Les parlementaires américains partis en croisade contre les géants du numérique que sont Google, Apple, Amazon ou encore Facebook, viennent de rendre leur rapport à la Chambre des représentants. Le texte de 449 pages est implacable avec les GAFA.
Le combat contre le monopole des GAFA, acronyme désignant les grands noms de l'internet comme Google, Apple, Facebook ou encore Amazon, ne se déroule pas qu'en Europe. Le Vieux Continent a fait de l'imposition de ces entreprises tentaculaires un des enjeux majeurs de ces dernières années, mais le débat fait aussi rage aux États-Unis, pourtant berceau de ces géants du numérique. La fronde gronde. Les frasques d'Epic Games contre Apple ne sont que la partie la plus retentissante d'un combat titanesque.

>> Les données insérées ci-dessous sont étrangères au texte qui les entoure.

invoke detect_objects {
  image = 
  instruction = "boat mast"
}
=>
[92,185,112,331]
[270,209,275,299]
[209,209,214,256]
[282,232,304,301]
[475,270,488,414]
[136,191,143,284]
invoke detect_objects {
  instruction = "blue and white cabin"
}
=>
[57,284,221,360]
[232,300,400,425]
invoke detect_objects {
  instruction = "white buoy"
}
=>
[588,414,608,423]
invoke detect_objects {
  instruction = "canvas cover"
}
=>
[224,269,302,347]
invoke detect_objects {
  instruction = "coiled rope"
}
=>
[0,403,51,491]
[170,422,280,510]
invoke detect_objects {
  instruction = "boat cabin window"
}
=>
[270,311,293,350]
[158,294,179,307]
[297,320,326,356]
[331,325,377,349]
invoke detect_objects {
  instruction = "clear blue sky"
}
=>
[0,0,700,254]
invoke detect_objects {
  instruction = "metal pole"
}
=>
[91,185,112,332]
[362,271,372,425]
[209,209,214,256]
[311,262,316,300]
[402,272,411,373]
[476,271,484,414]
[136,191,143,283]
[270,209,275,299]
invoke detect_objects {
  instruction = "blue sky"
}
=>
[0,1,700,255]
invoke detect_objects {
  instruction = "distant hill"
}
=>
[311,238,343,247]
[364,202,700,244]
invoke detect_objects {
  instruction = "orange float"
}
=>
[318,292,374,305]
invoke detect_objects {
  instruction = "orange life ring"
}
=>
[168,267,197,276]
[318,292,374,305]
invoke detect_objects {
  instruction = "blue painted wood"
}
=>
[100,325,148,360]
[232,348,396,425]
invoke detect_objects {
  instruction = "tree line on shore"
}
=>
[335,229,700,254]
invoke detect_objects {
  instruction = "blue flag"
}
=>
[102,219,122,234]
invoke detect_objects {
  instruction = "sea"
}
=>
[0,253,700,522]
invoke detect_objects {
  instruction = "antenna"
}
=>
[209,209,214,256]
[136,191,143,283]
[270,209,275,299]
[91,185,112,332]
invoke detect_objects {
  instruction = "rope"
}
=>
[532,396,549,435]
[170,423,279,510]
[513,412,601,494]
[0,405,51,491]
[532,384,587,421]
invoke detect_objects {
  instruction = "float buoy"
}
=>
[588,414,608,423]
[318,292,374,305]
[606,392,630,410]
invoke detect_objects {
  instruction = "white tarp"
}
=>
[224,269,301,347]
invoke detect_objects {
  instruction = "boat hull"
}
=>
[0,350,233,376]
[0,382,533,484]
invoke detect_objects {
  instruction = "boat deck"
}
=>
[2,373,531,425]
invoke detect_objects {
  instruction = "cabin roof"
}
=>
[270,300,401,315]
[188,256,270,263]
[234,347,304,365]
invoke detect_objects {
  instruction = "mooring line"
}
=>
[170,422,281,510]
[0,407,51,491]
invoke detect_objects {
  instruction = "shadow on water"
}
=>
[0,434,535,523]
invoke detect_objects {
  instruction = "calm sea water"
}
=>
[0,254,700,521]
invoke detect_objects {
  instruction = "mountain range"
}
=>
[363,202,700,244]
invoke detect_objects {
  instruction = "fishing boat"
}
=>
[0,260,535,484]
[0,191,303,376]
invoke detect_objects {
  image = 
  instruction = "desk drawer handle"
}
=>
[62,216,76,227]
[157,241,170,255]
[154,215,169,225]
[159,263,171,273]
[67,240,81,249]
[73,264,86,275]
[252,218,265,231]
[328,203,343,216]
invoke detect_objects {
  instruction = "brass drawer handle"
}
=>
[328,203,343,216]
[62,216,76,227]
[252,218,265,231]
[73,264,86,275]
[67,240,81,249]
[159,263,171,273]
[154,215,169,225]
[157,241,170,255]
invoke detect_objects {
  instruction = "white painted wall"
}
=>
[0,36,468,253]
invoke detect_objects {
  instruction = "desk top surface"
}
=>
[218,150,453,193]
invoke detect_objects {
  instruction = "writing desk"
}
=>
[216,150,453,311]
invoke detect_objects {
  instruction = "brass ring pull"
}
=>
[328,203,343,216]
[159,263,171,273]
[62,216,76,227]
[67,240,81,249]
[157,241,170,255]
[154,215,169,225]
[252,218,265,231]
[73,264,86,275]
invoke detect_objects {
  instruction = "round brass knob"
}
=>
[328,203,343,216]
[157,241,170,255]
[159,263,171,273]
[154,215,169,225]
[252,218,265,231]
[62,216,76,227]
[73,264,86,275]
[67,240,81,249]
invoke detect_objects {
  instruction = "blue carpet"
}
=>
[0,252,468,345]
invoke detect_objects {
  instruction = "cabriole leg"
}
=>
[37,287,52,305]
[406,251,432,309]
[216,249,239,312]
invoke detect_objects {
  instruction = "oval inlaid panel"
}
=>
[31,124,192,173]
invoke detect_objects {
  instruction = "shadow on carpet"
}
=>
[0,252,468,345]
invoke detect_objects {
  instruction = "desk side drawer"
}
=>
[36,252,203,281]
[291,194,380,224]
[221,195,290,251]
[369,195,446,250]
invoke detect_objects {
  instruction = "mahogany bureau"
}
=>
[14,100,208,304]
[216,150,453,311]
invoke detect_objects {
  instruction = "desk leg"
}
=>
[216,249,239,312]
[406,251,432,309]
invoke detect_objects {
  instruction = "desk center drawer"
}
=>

Le studio créateur du célèbre jeu Fortnite s'est en effet vu interdire l'accès à l'AppStore après avoir mis en place un système de paiement alternatif permettant de contourner la commission de 30 % prise par la Pomme sur chaque transaction effectuée via son magasin d'applications. C'est sur le plan législatif que la bataille fait rage. Depuis seize mois, les parlementaires du sous-comité antitrust de la Chambre des représentants enquêtent sur les risques de monopole engendrés par la mainmise de ces mastodontes omniprésents et préparent des propositions de mesures afin de mettre fin à leur domination sans partage.
Un rapport au vitriol
Leur rapport vient de tomber. Lourd de 449 pages, le document ne retient pas ses coups. « Ces géants qui étaient autrefois des petites start-up, remettant en question le statu quo, sont devenus le genre de monopoles que nous n'avions pas vus depuis l'ère des barons du pétrole et des magnats des chemins de fer », résument les élus. Pour eux, il est urgent de casser ces trusts afin d'assainir un environnement qui est devenu anticoncurrentiel et qui bride à la fois l'innovation et la croissance. Les auteurs, issus du camp démocrate, ont voulu proposer un « Glass-Steagall de l'internet ». Cette loi de 1930, née dans les ruines du krach de 1929, obligea les banques de dépôts à se séparer de leurs activités d'investissement. Le rapport estime que les entreprises dominant les activités numériques profitent de manière inéquitable de leur position d'intermédiaires. Leurs concurrents sont en effet à la fois obligés d'utiliser leurs solutions, comme Android ou iOS, et de lutter contre leurs services, comme Apple Music ou Google Shopping, qui eux, profitent de l'exposition offerte par leur maison-mère.
Casser le monopole
Les représentants mettent en avant un lot de mesures drastiques. Dans un premier temps, les GAFA devraient céder ou cloisonner de manière hermétique leurs différentes activités. Pour Google, par exemple, cela signifierait de ne plus contrôler le système d'exploitation Android. Facebook devrait céder Instagram et WhatsApp ; Amazon ne pourrait plus vendre ses propres produits sur sa plateforme et Apple devrait choisir entre l'AppStore et ses services maison. Ensuite, les entreprises seraient dans l'impossibilité d'enfermer leurs utilisateurs dans leur écosystème. Pour le réseau social, par exemple, cela entraînerait l'ouverture des données à des concurrents. Dans le viseur des propositions de loi également, la politique de rachat agressive de ces sociétés. Le rapport montre que les géants du web ont avalé plus de 500 entreprises ces dernières années sans que le régulateur ne trouve à y redire. Si le rapport se transformait en législation, l'acheteur devrait prouver que son rachat ne nuit pas à la concurrence. Dans le camp républicain, les propositions ont été jugées « radicales, remodelant le droit de la concurrence selon l'agenda de l'extrême gauche », comme l'a expliqué le sénateur Jim Jordan dans une lettre. Le débat sera au cœur des enjeux de la prochaine présidentielle américaine. Les résultats de l'élection de novembre, qui pourraient voir déferler une vague démocrate si Donald Trump ne remporte pas un second mandat, pourraient avoir de lourdes conséquences pour les GAFA.